Jim Snyder wants to improve your conversation.
Oops, make that ameliorate your interlocution.
The former Republican candidate for lieutenant governor has a new book called "Lexical Semantics" that aims to help you learn new words to "spice up" resumes and reports.
Some of the words in the 252-page book are antediluvian, a few even baroque. But we don't want to castigate Snyder for not being more of a deipnosophist, since the choices in this eclectic collection are quite felicitious.
The garrulous among us appreciate his heterogenous and idiosyncratic approach. To see these words juxtaposed is fascinating. Though the kvetchy might find his one-word definitions too laconic, we found them magniloquent.
Perhaps this heralds a nascent movement towards obscurantism, a rebellion against the panegyrics of our quadrennial presidential campaigns, with their rebarbative rhetoric and sciolistic clarity.
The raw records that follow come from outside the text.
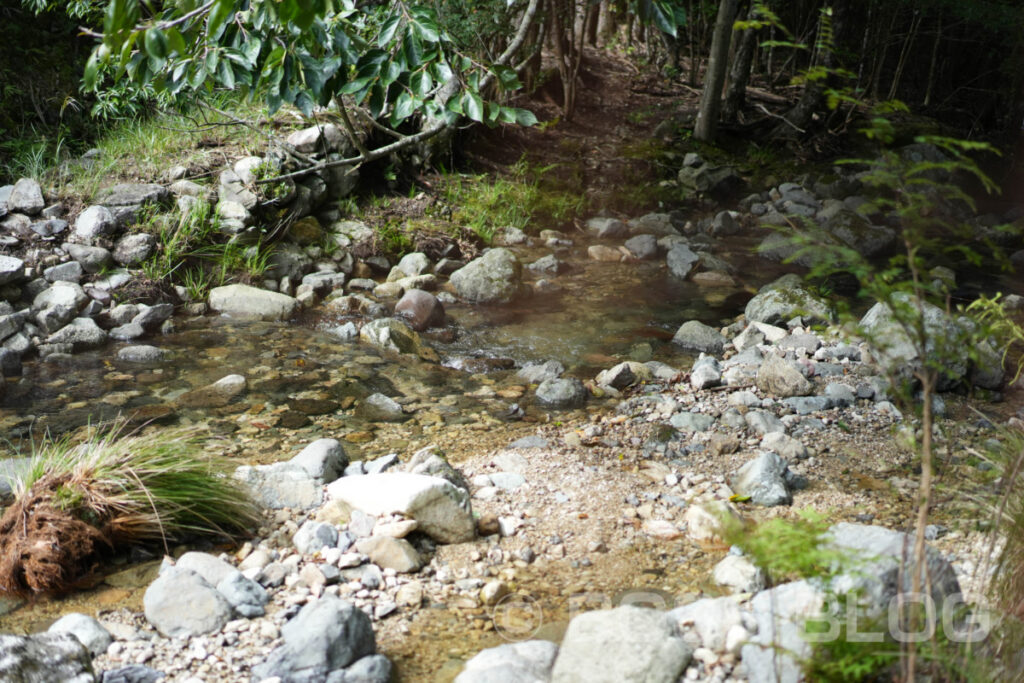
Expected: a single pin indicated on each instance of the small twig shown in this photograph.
(776, 116)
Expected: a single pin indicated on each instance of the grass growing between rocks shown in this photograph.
(78, 503)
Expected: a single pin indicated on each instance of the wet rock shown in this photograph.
(422, 309)
(628, 644)
(390, 553)
(81, 333)
(682, 261)
(538, 373)
(71, 271)
(249, 302)
(378, 408)
(141, 353)
(494, 278)
(88, 631)
(738, 574)
(45, 656)
(561, 393)
(706, 373)
(642, 247)
(781, 378)
(324, 459)
(281, 485)
(220, 393)
(391, 335)
(27, 198)
(11, 268)
(606, 228)
(133, 249)
(763, 479)
(181, 603)
(526, 662)
(133, 195)
(624, 375)
(784, 298)
(327, 635)
(695, 336)
(442, 511)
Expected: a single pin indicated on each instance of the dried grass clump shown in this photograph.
(79, 502)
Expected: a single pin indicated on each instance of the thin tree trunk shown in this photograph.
(740, 73)
(711, 98)
(934, 60)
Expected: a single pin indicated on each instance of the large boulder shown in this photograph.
(780, 378)
(627, 644)
(181, 603)
(443, 512)
(43, 657)
(494, 278)
(327, 635)
(250, 302)
(895, 351)
(783, 299)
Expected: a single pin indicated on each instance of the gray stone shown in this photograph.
(642, 247)
(27, 198)
(282, 485)
(181, 603)
(682, 261)
(43, 657)
(245, 595)
(133, 249)
(10, 268)
(691, 422)
(781, 378)
(89, 632)
(706, 373)
(561, 393)
(94, 222)
(763, 479)
(606, 228)
(422, 309)
(761, 423)
(784, 298)
(525, 662)
(324, 459)
(378, 408)
(391, 335)
(249, 302)
(442, 510)
(624, 375)
(70, 271)
(695, 336)
(141, 353)
(627, 644)
(314, 536)
(494, 278)
(327, 635)
(81, 333)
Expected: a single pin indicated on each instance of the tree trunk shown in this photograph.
(711, 98)
(740, 73)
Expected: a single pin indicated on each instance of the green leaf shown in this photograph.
(156, 43)
(388, 30)
(474, 107)
(525, 118)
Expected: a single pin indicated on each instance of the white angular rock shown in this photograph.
(442, 511)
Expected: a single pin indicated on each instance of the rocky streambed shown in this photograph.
(445, 472)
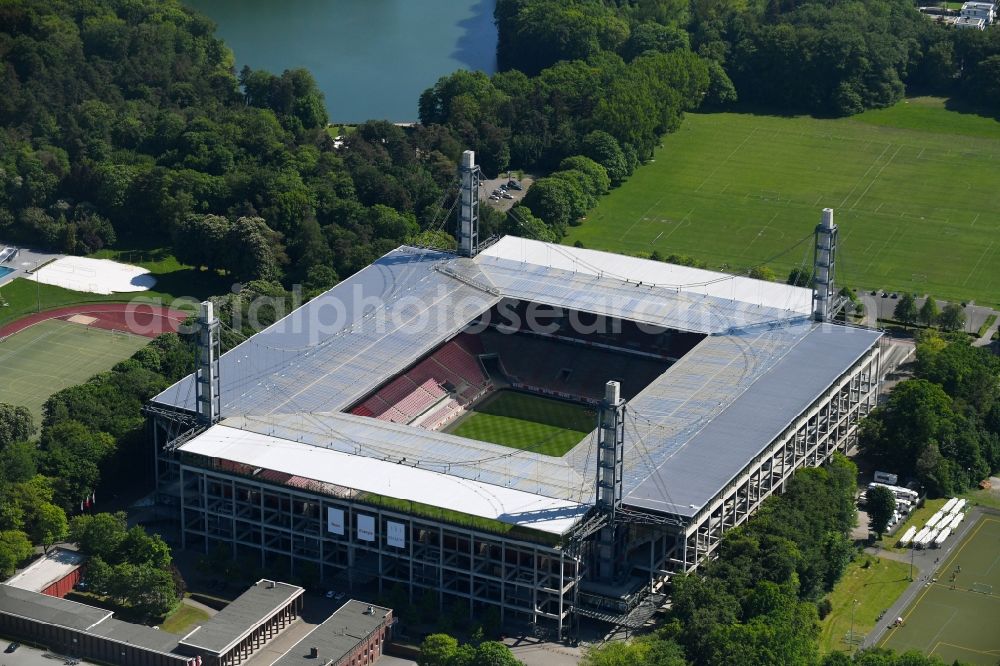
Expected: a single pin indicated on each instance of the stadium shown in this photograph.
(551, 432)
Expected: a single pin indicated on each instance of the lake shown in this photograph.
(371, 58)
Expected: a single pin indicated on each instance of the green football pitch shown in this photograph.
(528, 422)
(54, 354)
(914, 189)
(959, 622)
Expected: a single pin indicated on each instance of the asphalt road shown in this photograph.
(927, 566)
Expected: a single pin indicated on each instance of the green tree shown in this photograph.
(952, 317)
(14, 549)
(929, 312)
(492, 653)
(763, 273)
(906, 309)
(604, 149)
(437, 650)
(49, 525)
(798, 277)
(16, 424)
(100, 534)
(879, 503)
(616, 653)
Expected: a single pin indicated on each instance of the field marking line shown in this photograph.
(864, 175)
(759, 234)
(979, 261)
(723, 162)
(878, 253)
(968, 538)
(643, 216)
(680, 223)
(944, 625)
(876, 177)
(988, 653)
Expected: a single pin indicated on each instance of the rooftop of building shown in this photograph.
(241, 616)
(43, 572)
(81, 617)
(341, 345)
(688, 433)
(337, 635)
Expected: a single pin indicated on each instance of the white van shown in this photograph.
(886, 477)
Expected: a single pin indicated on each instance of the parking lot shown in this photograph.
(488, 186)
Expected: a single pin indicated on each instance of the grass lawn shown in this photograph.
(990, 498)
(173, 279)
(875, 588)
(54, 354)
(913, 187)
(183, 619)
(959, 623)
(177, 286)
(529, 422)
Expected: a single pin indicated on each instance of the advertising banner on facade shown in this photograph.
(396, 534)
(366, 527)
(335, 521)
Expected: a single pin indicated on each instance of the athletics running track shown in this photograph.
(138, 318)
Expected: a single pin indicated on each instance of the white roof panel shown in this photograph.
(401, 481)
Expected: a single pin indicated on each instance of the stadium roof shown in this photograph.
(337, 635)
(689, 432)
(242, 616)
(709, 414)
(400, 480)
(340, 346)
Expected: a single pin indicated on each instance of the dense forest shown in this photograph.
(822, 57)
(942, 427)
(127, 122)
(761, 600)
(92, 437)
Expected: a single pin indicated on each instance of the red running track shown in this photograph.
(138, 318)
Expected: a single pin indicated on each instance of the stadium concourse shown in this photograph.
(330, 453)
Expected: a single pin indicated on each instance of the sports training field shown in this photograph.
(529, 422)
(54, 354)
(914, 188)
(959, 623)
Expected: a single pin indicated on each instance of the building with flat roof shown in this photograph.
(77, 630)
(332, 448)
(354, 635)
(233, 634)
(54, 574)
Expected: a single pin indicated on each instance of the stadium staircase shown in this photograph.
(435, 391)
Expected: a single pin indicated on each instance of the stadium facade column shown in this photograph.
(610, 466)
(468, 213)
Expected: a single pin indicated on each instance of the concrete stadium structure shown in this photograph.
(286, 462)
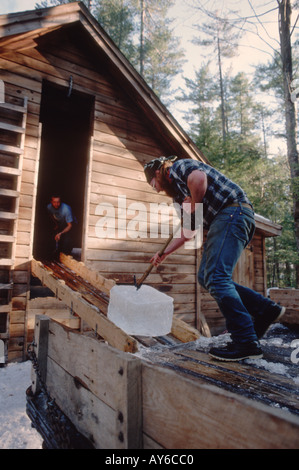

Is it tendentious to suggest these ubiquitous speeches are vacuous?
You may think we're being waggish, but only a xenophile could yammer in so many different languages. Not sharing this knowledge would be intellectual zabernism.


Re: Ameliorate your interlocution
Good point re: felicitous. I modified the sentence slightly.
I would argue that zabernism, to say the least, is a bit antiquated.